Though Uncomfortable will air on Canadian television later this year, there are currently no plans to screen it in Trinidad. And after a couple of years of travelling and showing abroad, Cozier has hunkered down and returned, as he always does, to drawing: to a new series with dark, sinister tones. “I’m trying to get rid of the rhetorical, get rid of all the familiar symbolism. I’m extending and expanding the vocabulary.” The images are sometimes nightmarish, often sardonic: a man in a fenced enclosure gobbling human flesh; a dog that marks the corners of its territory — the page — with yellow splashes; flocks of hummingbirds performing suspicious tasks; a slice of cake topped with an obscenely round, red cherry.

 “Drawing is my thought process,” Cozier says. “It’s about investigation, speculation.” Drawing is also a deliberate choice, the ephemerality of “notes on little pieces of paper” a response to the monumentality of painting on canvas. “Note-taking to me is conceptually very important. It has to do with notions of being sure and unsure.” Drawing becomes a performative act: “When I make those marks, there’s a sense of being alive.”
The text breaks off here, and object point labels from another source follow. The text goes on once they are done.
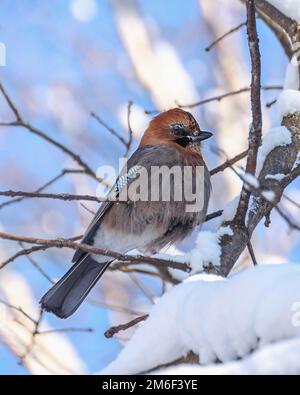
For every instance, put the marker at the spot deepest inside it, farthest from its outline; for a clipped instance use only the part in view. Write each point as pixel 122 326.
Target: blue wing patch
pixel 125 178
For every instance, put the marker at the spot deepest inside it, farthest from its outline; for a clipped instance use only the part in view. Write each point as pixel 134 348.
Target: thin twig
pixel 37 266
pixel 109 129
pixel 251 253
pixel 44 186
pixel 20 122
pixel 130 132
pixel 68 243
pixel 59 196
pixel 256 127
pixel 228 163
pixel 207 49
pixel 19 309
pixel 78 330
pixel 213 215
pixel 225 95
pixel 123 327
pixel 28 251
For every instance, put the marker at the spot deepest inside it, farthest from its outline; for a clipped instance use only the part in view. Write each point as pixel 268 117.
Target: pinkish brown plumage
pixel 172 139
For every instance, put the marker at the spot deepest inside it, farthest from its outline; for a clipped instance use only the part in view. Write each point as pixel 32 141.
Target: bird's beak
pixel 201 135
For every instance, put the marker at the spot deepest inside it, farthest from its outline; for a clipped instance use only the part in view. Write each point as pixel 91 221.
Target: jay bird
pixel 173 138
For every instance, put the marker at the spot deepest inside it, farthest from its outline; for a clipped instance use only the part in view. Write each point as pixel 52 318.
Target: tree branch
pixel 256 127
pixel 69 243
pixel 20 122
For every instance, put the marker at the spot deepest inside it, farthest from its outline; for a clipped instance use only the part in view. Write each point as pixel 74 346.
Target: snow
pixel 251 180
pixel 291 80
pixel 276 177
pixel 269 195
pixel 290 8
pixel 297 162
pixel 288 102
pixel 280 358
pixel 221 320
pixel 277 136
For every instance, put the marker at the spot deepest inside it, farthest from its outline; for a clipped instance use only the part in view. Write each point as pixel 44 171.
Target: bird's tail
pixel 64 298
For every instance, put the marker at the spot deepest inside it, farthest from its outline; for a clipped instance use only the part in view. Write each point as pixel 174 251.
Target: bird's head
pixel 176 127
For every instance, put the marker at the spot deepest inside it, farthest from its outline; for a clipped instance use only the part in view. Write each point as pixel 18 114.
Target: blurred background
pixel 68 58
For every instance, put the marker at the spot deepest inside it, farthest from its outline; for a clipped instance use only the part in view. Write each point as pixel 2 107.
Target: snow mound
pixel 279 358
pixel 290 8
pixel 288 102
pixel 218 320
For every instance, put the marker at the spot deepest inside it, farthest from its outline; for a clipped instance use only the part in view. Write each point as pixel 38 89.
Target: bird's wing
pixel 132 167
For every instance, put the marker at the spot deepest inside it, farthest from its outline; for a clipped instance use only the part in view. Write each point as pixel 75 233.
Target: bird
pixel 173 138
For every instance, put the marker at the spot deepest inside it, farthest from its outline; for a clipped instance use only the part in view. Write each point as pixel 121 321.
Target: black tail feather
pixel 64 298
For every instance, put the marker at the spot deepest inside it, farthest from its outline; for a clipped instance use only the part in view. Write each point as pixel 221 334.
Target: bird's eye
pixel 179 130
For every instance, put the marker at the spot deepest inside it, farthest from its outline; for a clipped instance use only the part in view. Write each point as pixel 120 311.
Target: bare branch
pixel 58 196
pixel 130 132
pixel 68 243
pixel 122 327
pixel 20 122
pixel 46 185
pixel 256 127
pixel 228 163
pixel 234 29
pixel 110 129
pixel 251 253
pixel 28 251
pixel 37 266
pixel 225 95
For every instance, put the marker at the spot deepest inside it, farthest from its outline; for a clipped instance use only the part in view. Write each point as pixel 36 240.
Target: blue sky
pixel 46 45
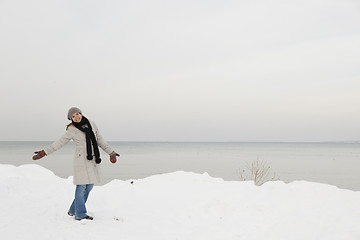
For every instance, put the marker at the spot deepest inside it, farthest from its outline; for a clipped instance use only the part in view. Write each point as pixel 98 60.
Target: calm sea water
pixel 332 163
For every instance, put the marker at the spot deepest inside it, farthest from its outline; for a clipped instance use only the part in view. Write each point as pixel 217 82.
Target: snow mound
pixel 179 205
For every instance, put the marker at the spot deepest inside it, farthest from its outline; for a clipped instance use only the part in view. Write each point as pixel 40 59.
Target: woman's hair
pixel 70 124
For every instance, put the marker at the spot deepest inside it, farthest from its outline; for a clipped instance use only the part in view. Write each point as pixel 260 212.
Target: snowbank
pixel 180 205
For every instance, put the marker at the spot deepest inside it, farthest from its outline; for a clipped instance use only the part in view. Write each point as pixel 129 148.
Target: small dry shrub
pixel 259 172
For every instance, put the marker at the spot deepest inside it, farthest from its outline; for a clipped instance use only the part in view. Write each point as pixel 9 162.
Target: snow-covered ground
pixel 179 205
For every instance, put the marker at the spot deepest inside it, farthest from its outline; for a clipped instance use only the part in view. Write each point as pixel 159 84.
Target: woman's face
pixel 76 117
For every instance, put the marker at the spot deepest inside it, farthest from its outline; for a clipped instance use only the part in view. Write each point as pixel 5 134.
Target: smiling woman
pixel 87 138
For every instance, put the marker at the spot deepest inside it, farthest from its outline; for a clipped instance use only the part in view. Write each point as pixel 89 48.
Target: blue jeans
pixel 78 205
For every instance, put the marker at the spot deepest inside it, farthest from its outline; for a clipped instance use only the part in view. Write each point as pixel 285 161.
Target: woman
pixel 87 138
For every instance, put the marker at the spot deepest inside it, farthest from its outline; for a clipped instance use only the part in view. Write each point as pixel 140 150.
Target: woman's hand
pixel 39 155
pixel 113 157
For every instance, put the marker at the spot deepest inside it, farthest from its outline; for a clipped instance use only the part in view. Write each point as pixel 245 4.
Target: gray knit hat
pixel 72 111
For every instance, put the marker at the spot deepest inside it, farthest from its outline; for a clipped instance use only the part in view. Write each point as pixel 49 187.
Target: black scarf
pixel 85 126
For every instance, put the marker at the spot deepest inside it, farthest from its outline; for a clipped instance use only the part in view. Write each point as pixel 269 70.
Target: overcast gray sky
pixel 189 70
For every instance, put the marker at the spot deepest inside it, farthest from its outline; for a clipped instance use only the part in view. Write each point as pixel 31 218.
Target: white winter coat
pixel 85 171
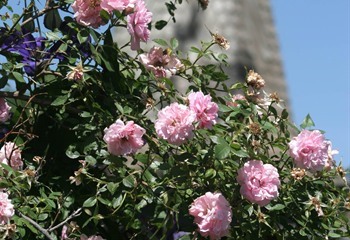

Ornate script spirals and fills empty spaces on the pages. Heavy sepia washes, nervous pen-strokes, rubber-stamped shapes that flirt with thoughtless replication, and the sense of a narrative in fragments. “I’m using the vocabulary and trying to find my way through it,” Cozier says. Looking at the drawings, I’m tempted to shuffle them like cards, see if I can make them tell a story. I can’t, at least not yet.

It makes me a feel a little bit uncomfortable.